No podemos estar sin comer, sin ver los quioscos, sin comunicar que tenemos hambre o al menos “ganas de algo dulce” y que a media mañana “nos agarra como una languidez”.

La comida es un tema de conversación y de conservación del trato, cuando no sabemos de qué hablar, hablamos de comida.

Pero esa comida no es un sencillo bife a la plancha, no señor. La comida es algo serio.

 

Acá tenés.

Solemos comer demás ¿a qué negarlo? Cuando arranca el lunes, mojando sus medialunas en el café con leche los compañeros de trabajo nos dicen:

“-No. No sabés como comí este fin de semana…” Luego esperan la frase equivalente: “-Uhhhh…”
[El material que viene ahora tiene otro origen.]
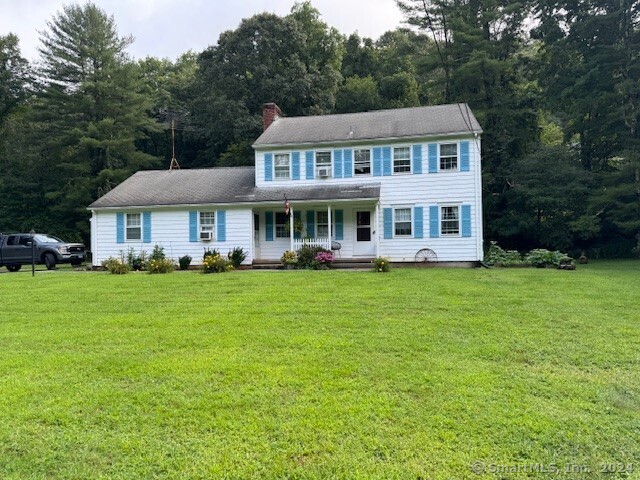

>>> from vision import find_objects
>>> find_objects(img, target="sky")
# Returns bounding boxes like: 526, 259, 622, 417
0, 0, 403, 61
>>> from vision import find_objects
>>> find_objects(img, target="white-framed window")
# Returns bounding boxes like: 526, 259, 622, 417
273, 153, 291, 180
393, 207, 412, 237
440, 205, 460, 236
125, 213, 142, 241
316, 210, 329, 238
200, 212, 216, 240
353, 148, 371, 175
316, 150, 331, 177
393, 147, 411, 173
276, 212, 291, 238
439, 143, 458, 170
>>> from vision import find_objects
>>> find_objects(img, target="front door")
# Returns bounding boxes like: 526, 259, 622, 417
353, 210, 376, 257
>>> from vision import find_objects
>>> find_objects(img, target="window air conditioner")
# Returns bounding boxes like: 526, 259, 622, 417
318, 167, 331, 178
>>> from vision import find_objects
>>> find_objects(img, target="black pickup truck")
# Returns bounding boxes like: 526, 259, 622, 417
0, 233, 86, 272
Estas sobredimensiones alteran nuestra cotidianeidad. Compramos alimentos de más con frecuencia, y el lamentable espectáculo de la rúcula sobrante pudriéndose dentro del cajón para verduras de la heladera, nos obliga a la limpieza, pero no a la reflexión.

La comida desmedida no es cosa de gordos, es también cosa de flacos.
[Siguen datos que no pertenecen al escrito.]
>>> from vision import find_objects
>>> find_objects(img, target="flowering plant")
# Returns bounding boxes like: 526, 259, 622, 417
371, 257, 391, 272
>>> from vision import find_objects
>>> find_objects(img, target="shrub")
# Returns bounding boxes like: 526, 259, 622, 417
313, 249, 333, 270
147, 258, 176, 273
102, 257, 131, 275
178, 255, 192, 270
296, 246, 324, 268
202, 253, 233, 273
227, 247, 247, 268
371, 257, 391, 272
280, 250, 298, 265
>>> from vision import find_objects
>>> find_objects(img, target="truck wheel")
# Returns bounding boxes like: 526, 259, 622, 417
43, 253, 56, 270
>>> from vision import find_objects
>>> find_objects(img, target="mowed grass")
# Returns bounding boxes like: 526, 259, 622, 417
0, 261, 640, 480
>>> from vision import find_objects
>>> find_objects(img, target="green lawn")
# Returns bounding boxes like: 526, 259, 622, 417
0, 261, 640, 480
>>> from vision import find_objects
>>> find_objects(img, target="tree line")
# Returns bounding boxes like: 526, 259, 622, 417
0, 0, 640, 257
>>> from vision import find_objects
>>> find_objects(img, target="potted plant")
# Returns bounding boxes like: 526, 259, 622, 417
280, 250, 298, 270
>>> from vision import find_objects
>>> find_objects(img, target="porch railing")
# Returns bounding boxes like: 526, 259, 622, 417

Una comida debe, para el rosarino, ser excesiva. No podemos quedarnos con hambre. Quedarse con hambre es de menesterosos o de avaros y los platos mondos y lirondos son el éxito de todo cocinero ecónomo.
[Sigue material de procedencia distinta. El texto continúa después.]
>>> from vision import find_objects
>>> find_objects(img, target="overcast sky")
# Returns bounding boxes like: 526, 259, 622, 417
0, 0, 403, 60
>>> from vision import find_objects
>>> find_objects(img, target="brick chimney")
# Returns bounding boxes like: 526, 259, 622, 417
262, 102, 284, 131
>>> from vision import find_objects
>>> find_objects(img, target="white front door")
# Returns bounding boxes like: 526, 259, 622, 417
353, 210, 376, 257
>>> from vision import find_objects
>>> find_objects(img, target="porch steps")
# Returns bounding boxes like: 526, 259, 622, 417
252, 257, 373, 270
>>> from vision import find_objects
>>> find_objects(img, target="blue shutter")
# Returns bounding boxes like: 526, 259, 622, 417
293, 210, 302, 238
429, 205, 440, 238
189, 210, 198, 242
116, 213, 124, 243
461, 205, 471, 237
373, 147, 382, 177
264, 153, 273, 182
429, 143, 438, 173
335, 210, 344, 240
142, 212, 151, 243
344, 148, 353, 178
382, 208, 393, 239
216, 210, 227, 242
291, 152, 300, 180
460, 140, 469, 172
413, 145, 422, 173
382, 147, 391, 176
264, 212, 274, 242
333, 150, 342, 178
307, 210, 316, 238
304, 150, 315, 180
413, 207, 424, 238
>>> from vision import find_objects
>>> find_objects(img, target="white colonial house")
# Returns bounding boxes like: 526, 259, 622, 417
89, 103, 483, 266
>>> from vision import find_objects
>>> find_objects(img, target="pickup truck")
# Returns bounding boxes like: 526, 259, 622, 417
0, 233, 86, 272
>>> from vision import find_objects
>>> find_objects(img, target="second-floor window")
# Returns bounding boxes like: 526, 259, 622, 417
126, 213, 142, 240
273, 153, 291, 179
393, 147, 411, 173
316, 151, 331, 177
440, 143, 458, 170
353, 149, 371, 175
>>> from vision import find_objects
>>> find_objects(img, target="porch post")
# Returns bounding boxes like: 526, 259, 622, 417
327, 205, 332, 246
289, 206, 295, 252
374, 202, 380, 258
“-Che…. No comen más?” es una queja y una decepción.

Las fiestas de fin de año son clásicamente abundantes. Cada invitado a la mesa navideña trae comida para el resto y como resultado se suman seis, siete, ocho comidas para seis, siete u ocho familias y que nadie puede agotar, al menos en el presente  estadio evolutivo del Homo sapiens. A estas consideraciones sobre la cantidad, debe sumársele la calidad. Nada de requechos, cosas a medio hacer, adquisiciones de apuro, sencilleces. No. Comidas elaboradas hasta lo barroco, condimentos casi extraterrestres, exquisiteces insólitas copiadas de la TV, postres suculentos e hipercalóricos pueblan las mesas de fiestas de cumpleaños, navideñas o para cualquier excusa posible.

 

Comida casera

En los últimos veinte años, esta tendencia ha trasformado nuestra forma de pensar. Antes, hace un siglo, el hombre que cocinaba se llamaba cocinero. La mujer que cocinaba, ama de casa. El hombre estaba para ser servido en su hogar y la mujer, hacía la menestra. Una mujer poco hábil en las hornallas era considerada media mujer y las madres instruían a las futuras esposas más en ollas y recetas que en el comportamiento previsible para la noche de bodas.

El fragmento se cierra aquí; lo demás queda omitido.